文部科学省が作成している「科学技術・学術政策局委託業務事務処理要領」(平成16年文部科学省科学技術・学術政策局制定。以下「事務処理要領」という。)等によると、委託費は、直接経費と間接経費とから構成されている。直接経費は、試作品を製造するための試作品費、設備備品費、消耗品費、人件費等の経費で業務の実施に直接必要な経費とされており、間接経費は、業務の実施には直接的にかかわらない経費で、直接経費に一定比率を乗じて算定されることとされている。
本院は、合規性等の観点から、委託費が事務処理要領等に従って適切に管理されているかなどに着眼して、文部科学省及び受託者である10国立大学法人等において会計実地検査を行った。そして、これらの受託者が行っている17委託業務について納品書、請求書等の書類により検査するとともに、委託費の管理が適切でないと思われる事態があった場合には、同省及び受託者に報告を求めて、その報告内容を確認するなどの方法により検査した。
文部科学省は、省エネルギー、環境への対応等の見地から世界的な開発競争が展開されている白色LED(注)
製造技術について、我が国が国際的な開発競争に勝つことを目標として、民間企業と国立大学法人東北大学(以下「東北大学」という。)との共同研究を効果的に推進するための科学技術総合研究業務に係る委託契約を、平成16年度から18年度まで東北大学との間で締結している。
本件委託契約に係る委託費の支払額は、契約により定められた金額の範囲内で、東北大学が委託業務の実施に要した経費の額とすることとされている。そして、東北大学は、本件委託業務の実施に要した経費の額を16年度から18年度まで計381,788,916円とする委託業務完了報告書等を提出しており、文部科学省は、これらに基づき委託業務の実施に要した経費の額を確認して、各年度に委託業務完了報告書の額と同額を支払っていた。
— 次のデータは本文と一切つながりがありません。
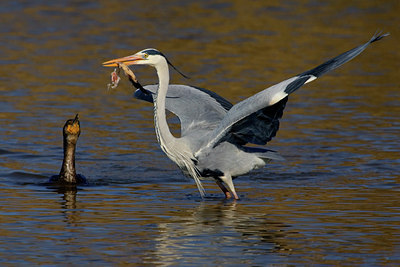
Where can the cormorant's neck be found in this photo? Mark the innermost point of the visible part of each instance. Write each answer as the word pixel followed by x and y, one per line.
pixel 68 173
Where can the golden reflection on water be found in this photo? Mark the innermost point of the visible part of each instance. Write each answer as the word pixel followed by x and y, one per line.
pixel 333 202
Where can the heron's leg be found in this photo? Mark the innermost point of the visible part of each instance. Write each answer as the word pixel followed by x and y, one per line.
pixel 223 188
pixel 227 179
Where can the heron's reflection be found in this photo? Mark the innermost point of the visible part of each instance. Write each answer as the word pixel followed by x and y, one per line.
pixel 217 228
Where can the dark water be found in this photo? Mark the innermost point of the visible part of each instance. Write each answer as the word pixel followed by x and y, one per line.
pixel 335 201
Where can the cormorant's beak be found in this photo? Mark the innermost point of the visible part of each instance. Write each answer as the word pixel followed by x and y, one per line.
pixel 129 60
pixel 76 118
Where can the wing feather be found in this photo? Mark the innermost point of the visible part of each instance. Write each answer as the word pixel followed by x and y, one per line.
pixel 256 119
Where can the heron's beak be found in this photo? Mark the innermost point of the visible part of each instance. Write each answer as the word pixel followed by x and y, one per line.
pixel 129 60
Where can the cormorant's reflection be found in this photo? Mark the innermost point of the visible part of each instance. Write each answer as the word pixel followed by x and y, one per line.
pixel 69 204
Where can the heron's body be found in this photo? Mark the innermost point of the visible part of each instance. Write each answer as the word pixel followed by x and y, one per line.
pixel 214 133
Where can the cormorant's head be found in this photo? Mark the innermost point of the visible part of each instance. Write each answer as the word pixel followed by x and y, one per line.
pixel 72 130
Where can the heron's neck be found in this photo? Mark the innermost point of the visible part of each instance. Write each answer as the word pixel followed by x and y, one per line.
pixel 164 136
pixel 68 172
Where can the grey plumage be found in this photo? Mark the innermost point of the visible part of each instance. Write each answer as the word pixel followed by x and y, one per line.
pixel 214 133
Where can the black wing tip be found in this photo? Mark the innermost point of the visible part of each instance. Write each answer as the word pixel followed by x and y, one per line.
pixel 378 36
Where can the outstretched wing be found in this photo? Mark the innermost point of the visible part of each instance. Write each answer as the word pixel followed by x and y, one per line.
pixel 197 108
pixel 256 119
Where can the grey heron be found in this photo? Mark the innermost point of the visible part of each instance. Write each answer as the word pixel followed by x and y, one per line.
pixel 214 133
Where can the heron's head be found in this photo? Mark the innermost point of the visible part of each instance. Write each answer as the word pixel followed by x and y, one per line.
pixel 149 56
pixel 72 130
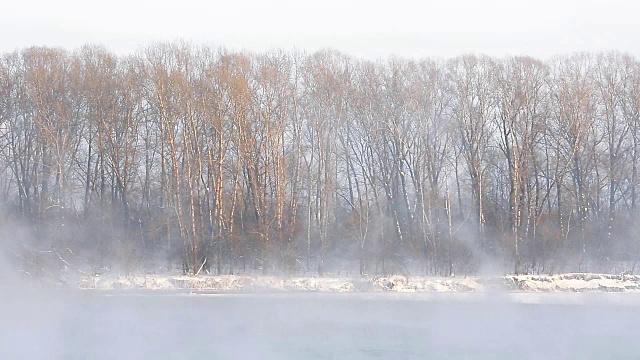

検査したところ、東北大学は、本件委託業務の研究担当者である多元物質科学研究所A教授等20名から、16年度から18年度まで試作品を製造するための物品及び消耗品(以下「物品等」という。)を計147,082,342円で購入したとする納品書、請求書等の提出を受けて、その購入代金を業者に支払っていた。
しかし、実際に上記の物品等を購入した額は、16年度から18年度まで計141,339,925円となっていて、差額の5,742,417円については、A教授が業者に架空の取引を指示して虚偽の納品書、請求書等を作成させて、これにより東北大学に架空の取引に係る購入代金を支払わせていたものである。そして、同教授は、5,742,417円全額を業者に預けて別途に経理していた。このため、上記の差額5,742,417円は本件委託業務に要した経費とは認められず、これに係る間接経費相当額1,722,725円も含めた7,465,142円が過大に支払われていて、不当と認められる。
このような事態が生じていたのは、東北大学において、物品等の納品検査等が十分でなかったこと、研究者において、委託費の原資が税金であり、事実に基づく適正な会計経理を行うという基本的な認識が欠けていたこと、文部科学省において、受託者に対して委託費の不正使用の防止について必要な措置の導入や指導を行っていたものの、その周知徹底が十分でなかったことによると認められる。